Southwestern Chicken Pile-up
If you want a meal that is extremely easy, healthy AND tastes good..try this! I have made this a few times and each time the family gobbles them up. (I am able to adapt what goes on for my stubborn #2). I have included the original recipe link (click via above), but I have made my own personal changes below!
1 to 1 1/2 teaspoon salt-free Southwest seasoning
1/2 to 1 teaspoon garlic powder
skinless chicken breast, cooked and shredded
6-8 whole-wheat pita (6 1/2" diameter) OR the new sandwich thins split in half
Red-pepper flavor hummus (I use about 1/2 package and spread enough to top the pita)

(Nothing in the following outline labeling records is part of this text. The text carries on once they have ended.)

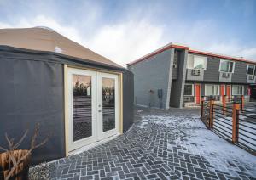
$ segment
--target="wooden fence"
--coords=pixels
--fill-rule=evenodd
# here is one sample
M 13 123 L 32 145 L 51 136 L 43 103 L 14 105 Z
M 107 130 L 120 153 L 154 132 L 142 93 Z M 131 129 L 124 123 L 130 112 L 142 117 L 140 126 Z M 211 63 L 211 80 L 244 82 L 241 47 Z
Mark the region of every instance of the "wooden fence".
M 201 101 L 201 119 L 206 127 L 230 143 L 256 155 L 256 109 L 244 103 Z

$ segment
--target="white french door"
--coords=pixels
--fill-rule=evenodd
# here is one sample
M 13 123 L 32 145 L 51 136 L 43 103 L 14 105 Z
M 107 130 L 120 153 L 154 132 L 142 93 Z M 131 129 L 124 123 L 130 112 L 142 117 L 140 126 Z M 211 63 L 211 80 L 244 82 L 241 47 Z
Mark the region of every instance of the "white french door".
M 118 133 L 114 74 L 67 68 L 68 152 Z

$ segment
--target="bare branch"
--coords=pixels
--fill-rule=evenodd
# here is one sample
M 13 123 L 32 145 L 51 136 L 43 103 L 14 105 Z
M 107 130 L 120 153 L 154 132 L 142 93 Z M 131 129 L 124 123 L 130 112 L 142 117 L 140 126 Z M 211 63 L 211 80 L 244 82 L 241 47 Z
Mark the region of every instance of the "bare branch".
M 3 148 L 2 146 L 0 146 L 0 149 L 3 150 L 3 151 L 8 151 L 8 149 Z
M 20 145 L 20 143 L 22 143 L 24 138 L 26 137 L 27 132 L 28 132 L 28 130 L 26 130 L 25 133 L 23 134 L 23 136 L 21 137 L 20 141 L 15 145 L 14 145 L 13 149 L 16 149 Z

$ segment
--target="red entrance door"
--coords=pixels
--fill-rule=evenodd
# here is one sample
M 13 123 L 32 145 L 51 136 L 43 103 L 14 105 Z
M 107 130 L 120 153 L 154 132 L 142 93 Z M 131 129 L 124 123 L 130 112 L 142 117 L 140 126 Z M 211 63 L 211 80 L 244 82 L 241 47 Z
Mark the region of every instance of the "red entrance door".
M 200 104 L 200 97 L 201 97 L 201 86 L 200 84 L 195 85 L 195 102 L 196 104 Z
M 227 85 L 227 96 L 228 96 L 229 101 L 230 101 L 230 99 L 231 99 L 230 90 L 231 90 L 231 86 L 230 85 Z
M 220 85 L 220 95 L 224 96 L 225 95 L 225 85 Z
M 220 95 L 221 95 L 221 98 L 222 98 L 222 102 L 224 102 L 225 101 L 225 85 L 222 84 L 220 85 Z

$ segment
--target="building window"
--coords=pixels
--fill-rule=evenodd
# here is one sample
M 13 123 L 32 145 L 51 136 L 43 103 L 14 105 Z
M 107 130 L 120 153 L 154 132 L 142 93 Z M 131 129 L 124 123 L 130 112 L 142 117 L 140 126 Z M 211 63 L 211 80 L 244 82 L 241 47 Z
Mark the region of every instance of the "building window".
M 194 86 L 193 86 L 193 84 L 185 84 L 184 96 L 194 96 Z
M 248 65 L 247 75 L 256 75 L 256 66 L 255 65 Z
M 243 86 L 233 85 L 232 86 L 232 95 L 242 95 L 243 94 Z
M 178 57 L 179 57 L 179 52 L 175 50 L 175 52 L 174 52 L 174 60 L 173 60 L 173 68 L 177 68 Z
M 207 57 L 189 54 L 187 69 L 207 69 Z
M 220 60 L 219 71 L 220 72 L 234 72 L 234 62 L 230 60 Z
M 206 84 L 205 95 L 206 96 L 219 95 L 219 85 Z

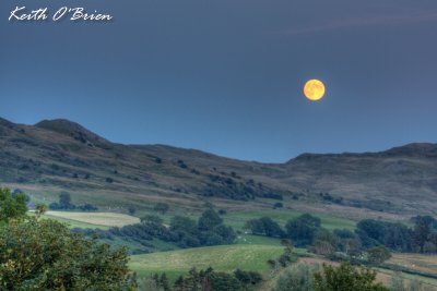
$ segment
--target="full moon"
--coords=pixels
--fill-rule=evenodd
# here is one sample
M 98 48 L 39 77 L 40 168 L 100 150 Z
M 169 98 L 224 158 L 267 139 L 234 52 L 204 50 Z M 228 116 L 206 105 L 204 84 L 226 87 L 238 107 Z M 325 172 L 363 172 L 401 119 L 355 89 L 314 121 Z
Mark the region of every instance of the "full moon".
M 310 80 L 304 87 L 305 96 L 311 101 L 320 100 L 324 95 L 324 84 L 319 80 Z

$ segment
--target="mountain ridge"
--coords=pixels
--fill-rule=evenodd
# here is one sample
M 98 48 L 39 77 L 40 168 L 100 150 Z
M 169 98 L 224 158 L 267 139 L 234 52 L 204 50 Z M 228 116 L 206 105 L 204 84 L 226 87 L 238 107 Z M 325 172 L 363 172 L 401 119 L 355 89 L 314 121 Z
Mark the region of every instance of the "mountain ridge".
M 303 206 L 434 214 L 437 144 L 303 154 L 283 163 L 262 163 L 167 145 L 111 143 L 63 119 L 35 125 L 0 119 L 0 182 L 99 193 L 96 201 L 117 193 L 113 198 L 130 196 L 139 204 L 282 199 Z

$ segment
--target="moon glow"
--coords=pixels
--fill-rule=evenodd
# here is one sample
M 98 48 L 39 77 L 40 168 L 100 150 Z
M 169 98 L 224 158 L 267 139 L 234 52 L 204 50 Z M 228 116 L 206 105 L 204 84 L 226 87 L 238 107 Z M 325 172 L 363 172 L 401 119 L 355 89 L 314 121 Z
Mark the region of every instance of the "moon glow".
M 310 80 L 304 87 L 305 96 L 311 101 L 320 100 L 324 95 L 324 84 L 319 80 Z

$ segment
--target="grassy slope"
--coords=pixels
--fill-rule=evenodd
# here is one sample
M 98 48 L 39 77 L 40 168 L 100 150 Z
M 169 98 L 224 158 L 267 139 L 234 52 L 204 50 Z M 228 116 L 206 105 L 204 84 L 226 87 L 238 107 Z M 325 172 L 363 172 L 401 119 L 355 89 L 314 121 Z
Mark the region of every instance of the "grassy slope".
M 198 269 L 213 267 L 221 271 L 233 271 L 237 268 L 265 271 L 268 269 L 265 262 L 282 253 L 283 247 L 280 245 L 220 245 L 134 255 L 129 266 L 139 276 L 165 271 L 170 279 L 186 275 L 192 267 Z
M 97 227 L 123 227 L 140 222 L 138 217 L 116 213 L 47 211 L 46 216 Z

2 tablespoons no-salt-added canned black beans, drained and rinsed
Red onion strips
Red bell pepper strips
4 teaspoons guacamole or fat-free sour cream (optional)
Preheat the oven to 450°F.
My chicken is usually frozen, so I usually boil it and then either take out and shred or else grill it a few minutes to get all the pink out.
Sprinkle the seasoning and garlic powder evenly over the chicken.
Meanwhile, place the pita on the grill rack. Cook for 1 to 2 minutes per side, or until lightly toasted. Place the pita on a nonstick baking sheet. Spread evenly with the hummus. Top evenly in layers with the beans, the reserved chicken, onion, red pepper, tomato, and cheese.
Bake for 6 to 8 minutes, or until the cheese is melted. Let stand for 5 minutes. Transfer to a serving plate. Slice into 4 wedges. Top each wedge with a teaspoon of guacamole or sour cream, if desired.